Feb 10, 2026

The distributed key-value store that powers Kubernetes

Every Kubernetes cluster relies on etcd. It stores all cluster state - pods, services, secrets, everything. If etcd goes down, your cluster becomes a mess. But what exactly is etcd, and why is it such a critical piece of infrastructure?

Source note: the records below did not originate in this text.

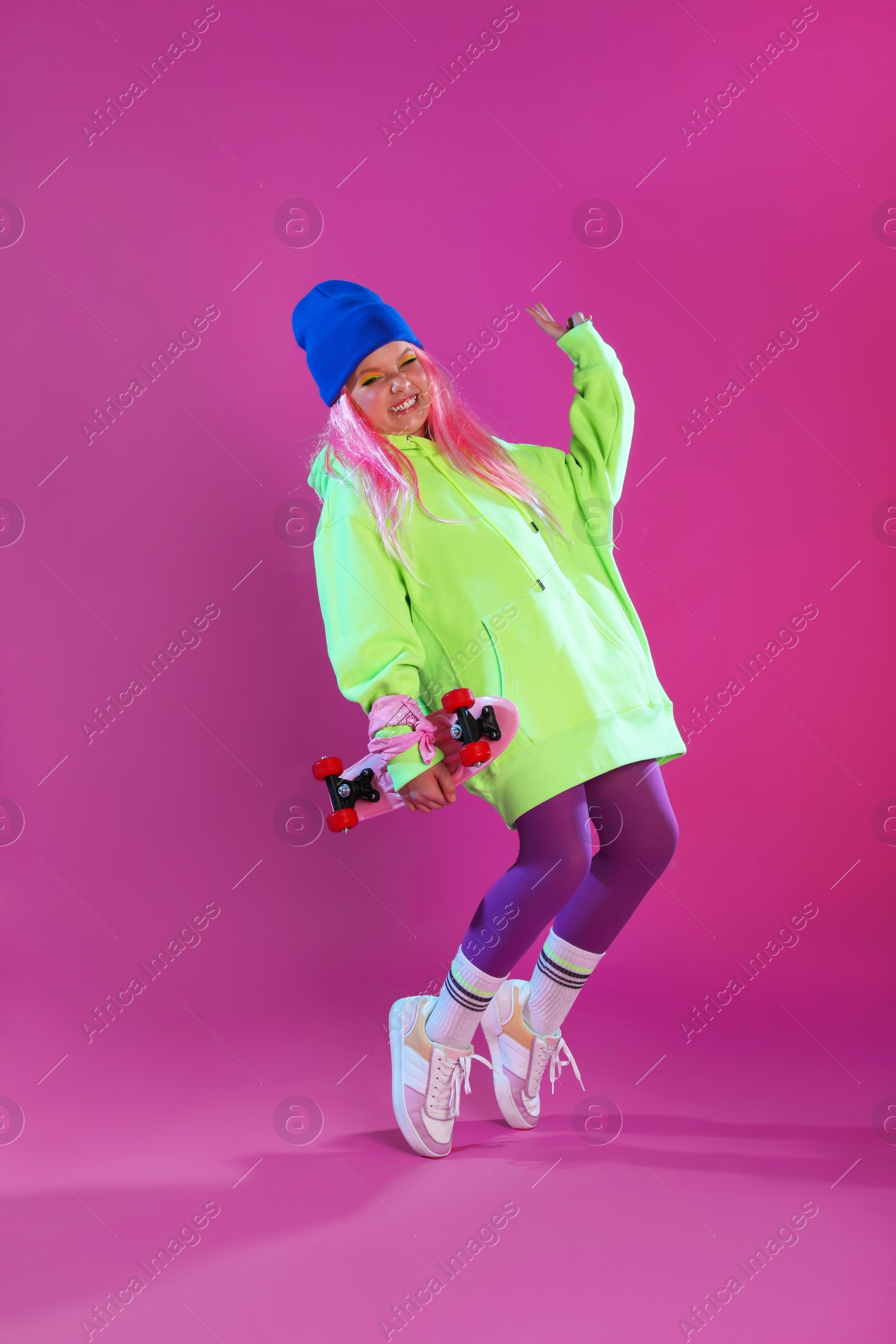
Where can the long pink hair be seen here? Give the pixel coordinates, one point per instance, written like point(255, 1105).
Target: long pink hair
point(385, 476)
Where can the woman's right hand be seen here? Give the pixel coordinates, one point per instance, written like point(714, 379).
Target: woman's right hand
point(429, 791)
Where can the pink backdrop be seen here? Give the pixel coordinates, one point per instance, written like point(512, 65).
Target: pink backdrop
point(203, 198)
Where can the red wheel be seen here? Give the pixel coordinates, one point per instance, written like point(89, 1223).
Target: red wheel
point(460, 699)
point(327, 765)
point(473, 753)
point(343, 820)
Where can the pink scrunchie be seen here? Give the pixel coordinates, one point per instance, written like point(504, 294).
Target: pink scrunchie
point(393, 711)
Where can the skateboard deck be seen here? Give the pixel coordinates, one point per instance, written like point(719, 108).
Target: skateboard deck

Etcd is a distributed key-value store written in Go. It’s designed for the most critical data in distributed systems. The CNCF graduated it as a project, putting it in the same tier as Kubernetes itself.

What makes etcd special?

Etcd uses the Raft consensus algorithm to maintain consistency across nodes. This means even if some nodes fail, your data stays consistent and available.

The key features are:

Strong consistency through Raft
Watch functionality for real-time updates
Automatic leader election
Transactional operations (compare-and-swap)

If you’re building distributed systems in Go, understanding etcd is essential. The patterns it uses - consensus, leader election, distributed locking - appear everywhere in modern infrastructure.

Connecting to etcd with Go

Let’s start with a basic connection. You’ll need the official etcd client library:

package main

import (
	"context"
	"fmt"
	"log"
	"time"

	clientv3 "go.etcd.io/etcd/client/v3"
)

func main() {
	// Create a client connection
	cli, err := clientv3.New(clientv3.Config{
		Endpoints:   []string{"localhost:2379"},
		DialTimeout: 5 * time.Second,
	})
	if err != nil {
		log.Fatal(err)
	}
	defer cli.Close()

	ctx, cancel := context.WithTimeout(context.Background(), 5*time.Second)
	defer cancel()

	// Put a key-value pair
	_, err = cli.Put(ctx, "service/config", "production")
	if err != nil {
		log.Fatal(err)
	}

	// Get the value back
	resp, err := cli.Get(ctx, "service/config")
	if err != nil {
		log.Fatal(err)
	}

	for _, kv := range resp.Kvs {
		fmt.Printf("%s : %s\n", kv.Key, kv.Value)
	}
}

Notice how context is used throughout. Etcd operations can hang if the cluster is unavailable, so timeouts are crucial.

Watching for changes

One of etcd’s most powerful features is watching keys for changes. This is how Kubernetes controllers react to state changes:

func watchConfig(cli *clientv3.Client) {
	// Watch for changes to any key with the "service/" prefix
	watchChan := cli.Watch(context.Background(), "service/", clientv3.WithPrefix())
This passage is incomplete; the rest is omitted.